HARPOON füzesi, başlangıçta McDonnell Douglas şirketi tarafından ABD donanması için geliştirilen gemi-savar füze sistemidir. Şimdilerde ise Boeing şirketi tarafında üretilmektedir. 30’dan fazla ülkenin silahlı kuvvetlerine toplam 7300 HARPOON teslimatı yapılmış, dünyanın en çok kullanılan gemi-savar füzesidir. 500 pound ağırlığındaki patlama savaş başlığı sayesinde, kıyı savunma mevzi bölgeleri, satıhtan hava hedefine füze mevzi bölgeleri, korumasız uçak, liman ve sanayi tesisleri, limana demir atmış gemiler dahil geniş yelpazedeki yer hedefleri karşısında öldürücü ateş gücüne sahiptir. Harpoon, 221 kilogramlık harp başlığı ile 300 kilogram itme gücü sağlayan bir Teledyne CAE J402-400 turbojet motoruna sahiptir. Bu, HARPOON’un yaklaşık 0.5 Mach (617 km / s) hızda seyretmesine izin verir.

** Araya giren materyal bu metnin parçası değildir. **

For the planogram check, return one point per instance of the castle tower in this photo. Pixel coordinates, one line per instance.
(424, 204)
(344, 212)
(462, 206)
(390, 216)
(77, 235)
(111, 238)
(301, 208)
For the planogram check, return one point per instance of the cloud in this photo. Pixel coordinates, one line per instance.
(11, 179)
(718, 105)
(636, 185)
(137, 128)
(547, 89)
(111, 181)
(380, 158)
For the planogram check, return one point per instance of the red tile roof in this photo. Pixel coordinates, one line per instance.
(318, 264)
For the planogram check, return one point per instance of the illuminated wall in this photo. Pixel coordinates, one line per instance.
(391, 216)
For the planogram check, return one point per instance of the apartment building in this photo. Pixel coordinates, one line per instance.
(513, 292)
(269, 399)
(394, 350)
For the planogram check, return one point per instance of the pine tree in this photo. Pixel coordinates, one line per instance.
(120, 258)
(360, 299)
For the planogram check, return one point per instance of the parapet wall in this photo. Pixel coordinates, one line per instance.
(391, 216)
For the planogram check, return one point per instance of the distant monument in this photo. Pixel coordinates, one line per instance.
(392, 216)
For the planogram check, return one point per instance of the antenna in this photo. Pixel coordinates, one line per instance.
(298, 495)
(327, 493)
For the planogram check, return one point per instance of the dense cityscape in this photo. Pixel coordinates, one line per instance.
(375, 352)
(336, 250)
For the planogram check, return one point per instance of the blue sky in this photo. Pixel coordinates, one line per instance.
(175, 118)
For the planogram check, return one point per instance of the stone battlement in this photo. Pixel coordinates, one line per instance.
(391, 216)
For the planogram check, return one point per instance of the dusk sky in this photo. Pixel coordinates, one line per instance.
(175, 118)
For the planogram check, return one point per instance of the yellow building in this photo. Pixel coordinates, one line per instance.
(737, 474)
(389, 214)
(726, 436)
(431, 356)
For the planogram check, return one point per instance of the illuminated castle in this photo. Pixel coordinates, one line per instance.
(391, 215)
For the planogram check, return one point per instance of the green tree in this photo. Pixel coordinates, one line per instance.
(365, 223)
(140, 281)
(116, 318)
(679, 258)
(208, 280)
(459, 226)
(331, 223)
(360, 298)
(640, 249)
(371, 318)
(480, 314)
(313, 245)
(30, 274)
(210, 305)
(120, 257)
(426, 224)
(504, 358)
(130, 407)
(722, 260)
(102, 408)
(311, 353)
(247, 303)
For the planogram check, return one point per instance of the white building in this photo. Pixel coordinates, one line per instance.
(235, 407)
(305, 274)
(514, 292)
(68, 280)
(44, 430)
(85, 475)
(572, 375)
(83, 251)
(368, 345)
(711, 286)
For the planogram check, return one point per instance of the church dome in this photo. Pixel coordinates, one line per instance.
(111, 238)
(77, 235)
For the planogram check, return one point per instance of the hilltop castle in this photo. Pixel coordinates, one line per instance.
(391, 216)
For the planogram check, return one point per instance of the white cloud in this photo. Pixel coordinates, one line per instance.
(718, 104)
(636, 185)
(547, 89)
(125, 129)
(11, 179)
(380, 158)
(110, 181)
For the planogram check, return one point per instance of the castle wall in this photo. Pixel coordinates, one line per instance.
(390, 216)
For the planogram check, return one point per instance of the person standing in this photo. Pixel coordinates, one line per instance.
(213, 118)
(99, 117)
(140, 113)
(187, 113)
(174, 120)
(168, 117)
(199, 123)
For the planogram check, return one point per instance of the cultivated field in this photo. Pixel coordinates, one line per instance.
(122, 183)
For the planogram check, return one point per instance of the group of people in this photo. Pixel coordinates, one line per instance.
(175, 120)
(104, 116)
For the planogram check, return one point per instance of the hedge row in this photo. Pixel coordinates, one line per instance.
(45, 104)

HARPOON’un tarihsel gelişimini kavramak için Arap-İsrail savaşına bakmak gerekir. İsrail destroyer Eilat‘ın Sovyet yapımı STYX füzesi tarafından batırılması yeni bir devrin başlangıcı olmuştur. Tarihsel süreçte ilk defa bir zırhlı kendinden kat be kat küçük bir muharip gemi tarafından batırılmıştı. Bundan sonra bütün savunma sanayinin güdümlü mermilere bakış açısı değişmiş ve güdümlü mermiler günümüzde ileri teknoloji ürünler olarak karşımıza çıkmıştır.

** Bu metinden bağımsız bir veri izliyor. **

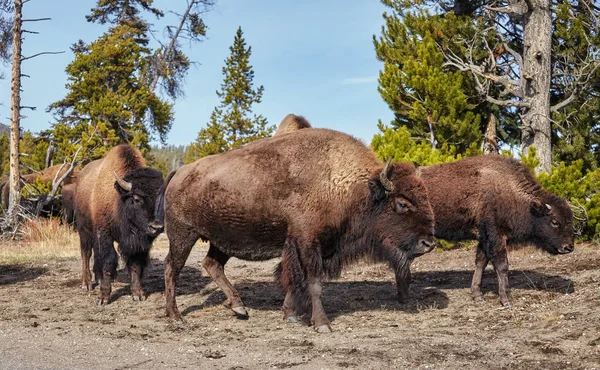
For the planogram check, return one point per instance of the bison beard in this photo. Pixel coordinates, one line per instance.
(280, 196)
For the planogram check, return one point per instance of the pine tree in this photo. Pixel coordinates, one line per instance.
(106, 104)
(528, 59)
(431, 102)
(231, 123)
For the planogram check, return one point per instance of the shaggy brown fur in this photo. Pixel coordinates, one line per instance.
(323, 211)
(106, 212)
(68, 204)
(497, 201)
(291, 123)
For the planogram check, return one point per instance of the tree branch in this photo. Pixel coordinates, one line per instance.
(36, 19)
(42, 53)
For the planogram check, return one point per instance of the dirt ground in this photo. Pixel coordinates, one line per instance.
(48, 322)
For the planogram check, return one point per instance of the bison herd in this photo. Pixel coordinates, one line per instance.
(318, 199)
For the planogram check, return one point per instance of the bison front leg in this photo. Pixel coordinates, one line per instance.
(214, 264)
(180, 246)
(109, 261)
(136, 265)
(481, 262)
(86, 243)
(500, 262)
(403, 280)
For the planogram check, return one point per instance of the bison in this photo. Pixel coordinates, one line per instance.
(68, 204)
(319, 197)
(291, 123)
(107, 211)
(497, 201)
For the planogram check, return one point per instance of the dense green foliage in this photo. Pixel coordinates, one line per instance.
(232, 123)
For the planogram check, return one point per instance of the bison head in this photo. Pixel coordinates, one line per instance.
(403, 216)
(137, 195)
(552, 225)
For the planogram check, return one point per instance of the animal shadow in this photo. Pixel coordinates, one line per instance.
(190, 280)
(339, 298)
(518, 279)
(12, 274)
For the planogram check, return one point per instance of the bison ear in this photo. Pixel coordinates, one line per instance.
(538, 208)
(378, 192)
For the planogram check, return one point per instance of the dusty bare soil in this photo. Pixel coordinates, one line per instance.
(48, 322)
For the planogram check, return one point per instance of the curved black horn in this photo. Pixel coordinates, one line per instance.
(387, 184)
(122, 183)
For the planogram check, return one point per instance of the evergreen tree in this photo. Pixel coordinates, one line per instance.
(231, 123)
(106, 104)
(528, 59)
(432, 103)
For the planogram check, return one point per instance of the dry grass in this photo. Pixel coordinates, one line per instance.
(41, 240)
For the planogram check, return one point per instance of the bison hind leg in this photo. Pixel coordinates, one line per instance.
(291, 276)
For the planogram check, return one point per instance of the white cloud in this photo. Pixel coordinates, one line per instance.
(359, 80)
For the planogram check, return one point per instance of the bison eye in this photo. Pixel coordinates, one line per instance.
(137, 199)
(401, 207)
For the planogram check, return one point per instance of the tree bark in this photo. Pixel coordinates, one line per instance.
(15, 180)
(537, 36)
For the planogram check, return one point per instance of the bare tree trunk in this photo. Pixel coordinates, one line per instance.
(490, 144)
(431, 123)
(537, 35)
(15, 180)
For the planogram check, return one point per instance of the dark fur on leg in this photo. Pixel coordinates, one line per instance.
(290, 275)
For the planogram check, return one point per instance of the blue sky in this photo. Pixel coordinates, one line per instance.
(314, 58)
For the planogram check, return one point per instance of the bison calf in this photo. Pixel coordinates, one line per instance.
(497, 201)
(319, 196)
(114, 201)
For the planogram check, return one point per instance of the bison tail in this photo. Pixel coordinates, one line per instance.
(159, 207)
(290, 276)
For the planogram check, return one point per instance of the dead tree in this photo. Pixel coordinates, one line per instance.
(12, 219)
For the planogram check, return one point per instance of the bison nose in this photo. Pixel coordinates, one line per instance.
(155, 228)
(566, 248)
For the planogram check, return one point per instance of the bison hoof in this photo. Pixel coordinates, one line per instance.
(240, 312)
(138, 298)
(323, 329)
(293, 319)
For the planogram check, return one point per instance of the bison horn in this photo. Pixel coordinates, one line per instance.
(122, 183)
(387, 184)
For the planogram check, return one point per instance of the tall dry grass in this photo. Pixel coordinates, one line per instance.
(41, 239)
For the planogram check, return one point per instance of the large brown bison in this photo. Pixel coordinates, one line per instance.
(497, 201)
(291, 123)
(107, 211)
(68, 204)
(319, 196)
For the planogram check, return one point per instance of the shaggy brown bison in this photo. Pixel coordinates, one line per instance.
(497, 201)
(319, 196)
(107, 211)
(291, 123)
(68, 204)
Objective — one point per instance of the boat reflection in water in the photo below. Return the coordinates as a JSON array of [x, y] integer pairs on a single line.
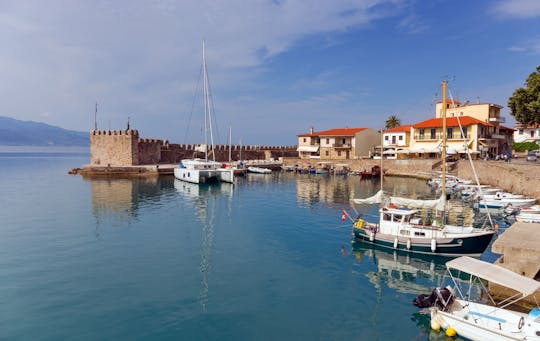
[[406, 273], [402, 271], [204, 199]]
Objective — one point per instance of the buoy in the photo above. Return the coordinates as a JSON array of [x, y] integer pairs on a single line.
[[435, 325], [451, 332]]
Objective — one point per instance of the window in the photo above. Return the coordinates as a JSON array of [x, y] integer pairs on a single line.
[[464, 135]]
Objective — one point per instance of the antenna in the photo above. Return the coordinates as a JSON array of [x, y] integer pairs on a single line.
[[95, 118]]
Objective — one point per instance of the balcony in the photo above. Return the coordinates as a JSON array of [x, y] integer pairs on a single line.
[[343, 146]]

1974 yılında ilk prototipi üretilen ve 1977 yılında ilk seri üretime geçen HARPOON, bağımsız kullanım, tüm hava koşullarına uygunluk, ufuk ötesi özelliklerine sahiptir ve hem yer saldırılarında hem de gemi-savar görevlerinde kullanılabilmektedir. Bu füze sistemi çok yönlüdür ve sadece gemilerden değil sabit kanatlı hava araçları ve denizaltı platformlarından da fırlatılabilir. Bu ilk versiyon havadan atılan için “AGM-84A” olarak, gemilerden atılan için “RGM-84A” ve denizaltılardan fırlatılan için “UGM-84A” olarak adlandırılmaktadır.

HARPOON, Block olarak bilinen çeşitli gelişim aşamalarından oluşmuştur. İlk model Block I olarak bilinir. Block I füzeleri, ABD’de AGM / RGM / UGM-84A ve İngiltere’de UGM-84B olarak adlandırıldı. Block I, Sea Skimming denilen denizi yalayarak uçma özelliğine sahiptir. Hedefine yaklaştığında ani bir şekilde irtifa kazanarak yükselip, hedefine doğru dalışa geçer.
Block IB bu özelliği kaldırırken, Block IC isteğe bağlı yapmıştır.
Rus tehtidine karşı 1991’de geliştirilen ve sınırlı üretimi olan Blok ID, menzili arttırılmış ve yeniden saldırı kabiliyetine sahipti (ilk kez kaçırırsa tekrar saldırma yeteneği). Sovyetler Birliği’nin dağılması, Rus tehtidinin azalması, AGM-84D HARPOON Block ID’lerin üretilmemesine neden oldu.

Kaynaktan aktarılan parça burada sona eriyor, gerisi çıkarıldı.